Dr Michael Bassett

Dr Michael Bassett

Newspaper Columns


National's Predicament

15/03/2005

Governments under pressure love to unearth evidence of dissension in their opponents' ranks. When last week's Independent carried an article claiming there was a "crisis" in the National Party following Katherine Rich's extraordinary criticism of her leader over his Orewa speech, even the most humble Labour backbencher crowed. Always nice to find others suffering from the sort of thing all parties occasionally experience. Political elites try to hush dissension in the ranks, believing that voters are put off. In reality, this isn't always true. In 1984 the Labour opposition was deeply fractured. Party president Jim Anderton was regularly in the news attacking David Lange, or the Labour caucus, or anyone who wasn't a devotee of himself, which covered virtually everyone. Dissension didn't deter voters. They gave Lange a solid working majority. Signs of caucus dissent can be an indication that serious debates are taking place on major issues.

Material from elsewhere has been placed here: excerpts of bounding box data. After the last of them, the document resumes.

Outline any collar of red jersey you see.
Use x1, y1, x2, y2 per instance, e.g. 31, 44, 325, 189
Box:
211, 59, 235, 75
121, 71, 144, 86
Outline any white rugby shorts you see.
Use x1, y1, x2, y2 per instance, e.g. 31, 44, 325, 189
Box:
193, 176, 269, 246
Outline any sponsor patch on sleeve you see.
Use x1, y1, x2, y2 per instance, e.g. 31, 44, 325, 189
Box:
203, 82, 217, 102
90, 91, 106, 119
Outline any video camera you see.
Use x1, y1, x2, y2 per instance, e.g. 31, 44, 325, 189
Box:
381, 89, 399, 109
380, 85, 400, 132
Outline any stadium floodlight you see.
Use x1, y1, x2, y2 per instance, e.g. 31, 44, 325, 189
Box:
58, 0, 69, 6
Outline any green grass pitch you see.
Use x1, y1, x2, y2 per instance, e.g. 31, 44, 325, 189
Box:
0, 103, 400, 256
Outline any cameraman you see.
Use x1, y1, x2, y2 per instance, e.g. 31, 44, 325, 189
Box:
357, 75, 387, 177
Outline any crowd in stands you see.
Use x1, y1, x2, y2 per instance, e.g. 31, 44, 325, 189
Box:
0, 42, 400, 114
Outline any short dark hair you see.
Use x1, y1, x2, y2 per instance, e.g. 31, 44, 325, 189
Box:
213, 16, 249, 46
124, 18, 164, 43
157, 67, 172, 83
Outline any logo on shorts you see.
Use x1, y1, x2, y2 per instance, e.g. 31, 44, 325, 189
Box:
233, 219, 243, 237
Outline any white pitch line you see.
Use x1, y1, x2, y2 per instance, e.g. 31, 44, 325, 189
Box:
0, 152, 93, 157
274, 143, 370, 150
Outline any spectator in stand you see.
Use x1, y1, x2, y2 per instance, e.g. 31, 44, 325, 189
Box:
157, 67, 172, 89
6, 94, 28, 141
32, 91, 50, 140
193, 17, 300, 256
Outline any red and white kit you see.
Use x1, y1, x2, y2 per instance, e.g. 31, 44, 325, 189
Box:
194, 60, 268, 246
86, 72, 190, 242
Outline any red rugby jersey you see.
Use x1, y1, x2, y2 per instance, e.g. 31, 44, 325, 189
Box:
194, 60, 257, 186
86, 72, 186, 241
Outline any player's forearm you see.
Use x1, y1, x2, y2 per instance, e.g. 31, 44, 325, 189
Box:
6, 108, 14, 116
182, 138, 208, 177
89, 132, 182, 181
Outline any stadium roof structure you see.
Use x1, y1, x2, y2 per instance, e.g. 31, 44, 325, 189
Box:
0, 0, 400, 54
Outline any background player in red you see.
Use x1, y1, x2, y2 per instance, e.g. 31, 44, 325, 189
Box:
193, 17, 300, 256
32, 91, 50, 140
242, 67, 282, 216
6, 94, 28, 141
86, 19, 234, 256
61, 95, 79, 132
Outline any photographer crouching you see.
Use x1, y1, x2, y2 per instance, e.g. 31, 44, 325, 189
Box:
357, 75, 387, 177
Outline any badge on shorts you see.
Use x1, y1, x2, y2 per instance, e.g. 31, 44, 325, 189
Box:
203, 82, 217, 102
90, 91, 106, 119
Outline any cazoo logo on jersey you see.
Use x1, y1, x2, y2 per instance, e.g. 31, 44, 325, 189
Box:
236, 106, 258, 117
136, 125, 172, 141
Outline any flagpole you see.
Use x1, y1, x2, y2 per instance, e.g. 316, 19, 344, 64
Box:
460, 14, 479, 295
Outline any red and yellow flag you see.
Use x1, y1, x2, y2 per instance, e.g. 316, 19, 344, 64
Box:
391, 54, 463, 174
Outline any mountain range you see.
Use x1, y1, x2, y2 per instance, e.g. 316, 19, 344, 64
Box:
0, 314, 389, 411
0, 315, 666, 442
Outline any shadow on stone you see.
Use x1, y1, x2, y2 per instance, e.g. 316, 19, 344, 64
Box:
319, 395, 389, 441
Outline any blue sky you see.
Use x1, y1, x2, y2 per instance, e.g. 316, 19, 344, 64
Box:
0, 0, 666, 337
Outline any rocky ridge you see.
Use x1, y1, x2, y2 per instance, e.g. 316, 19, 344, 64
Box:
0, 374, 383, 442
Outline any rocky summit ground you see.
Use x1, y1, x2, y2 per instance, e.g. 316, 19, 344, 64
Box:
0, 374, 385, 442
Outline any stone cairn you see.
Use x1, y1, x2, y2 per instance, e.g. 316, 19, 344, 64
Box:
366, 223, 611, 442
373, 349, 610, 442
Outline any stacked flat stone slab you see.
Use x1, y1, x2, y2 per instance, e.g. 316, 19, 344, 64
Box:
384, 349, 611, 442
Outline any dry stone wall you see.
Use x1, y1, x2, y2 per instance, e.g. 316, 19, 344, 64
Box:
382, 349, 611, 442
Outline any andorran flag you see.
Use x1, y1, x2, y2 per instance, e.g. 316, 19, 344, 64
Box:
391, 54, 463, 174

Is what is currently happening in the National caucus more serious than this? No and yes. No, because there are serious underlying questions that have to be faced up to with education and welfare reform, and it is good to see National wrestling with them. No, because Katherine Rich's sort of behaviour at the start of election year was preciously self-centred and would have angered any caucus, even Labour's in the early 1980s. Nothing gave her the right to believe she could determine National's policy on her own, and she probably deserved greater punishment than she received. If she's wise, she'll realise this and count herself lucky she still seems likely to be in the next Parliament. List MPs are more vulnerable than those with constituency backing. They should remember it.

National has a wider problem. In the early 1980s Robert Muldoon frequently conceded that Labour possessed enough good MPs to govern, given the chance. Right now, with an election only months away, there are few signs that National is intent on recruiting talents. Don Brash possesses the background and experience to be a good Prime Minister, as his interesting biography, superior in most ways to recent campaign biographies here as well as overseas, amply demonstrates. But as things stand, one struggles to find more than seven obvious candidates for a Brash ministry. Parties must always keep renewing their ranks with candidates who are potential ministers, or pay the consequence.

National's problem might very well be its arcane candidate selection process that gives so much power to the locals and too little to the leadership. Which is not to say party presidents aren't fallible as Labour showed with its post 1987 selections after Helen Clark's supporters had captured the party machine. Candidates can be selected on no other basis than that they support a leadership bid. This is why there have been so many passengers in Labour's caucuses in recent years. But greater leadership involvement in National's selections seems desperately needed. On current polling, the party stands to win another six or seven constituency seats, but the selection process to fill them has been scattershot, with little attention paid to the overall shape of the next caucus. And surely the party machine could encourage at least a couple of the mediocrities from the 1990s to accompany the two retiring MPs, thus opening further opportunities for talent?

There are precedents these days for people to enter Parliament on the list and go straight into a ministry. In the business and professional community there must be names that could be harnessed to the cause with a promise of an immediate cabinet position? If it doesn't work out, then they can retreat to the real world, the next list candidate filling the slot. Selection on merit for the greater good of the party could be a shot in the arm for National. Brash needs back-up from the sorts of people who would have cried out against last week's retreat on so many financial fronts, and who instinctively know how to sell to voters the promise of an even better performing economy. One thing is for sure: Labour fears only Brash himself, as they regularly demonstrate by trying to ridicule him, then slavishly following him when he attacks their vulnerable spots like race relations and the welfare catastrophe so closely associated with it. Elections are lost, not won, and the Labour Government is piling up inquiries into all their mistakes with reports expected after polling day. Brash needs people with the skills to expose this charade.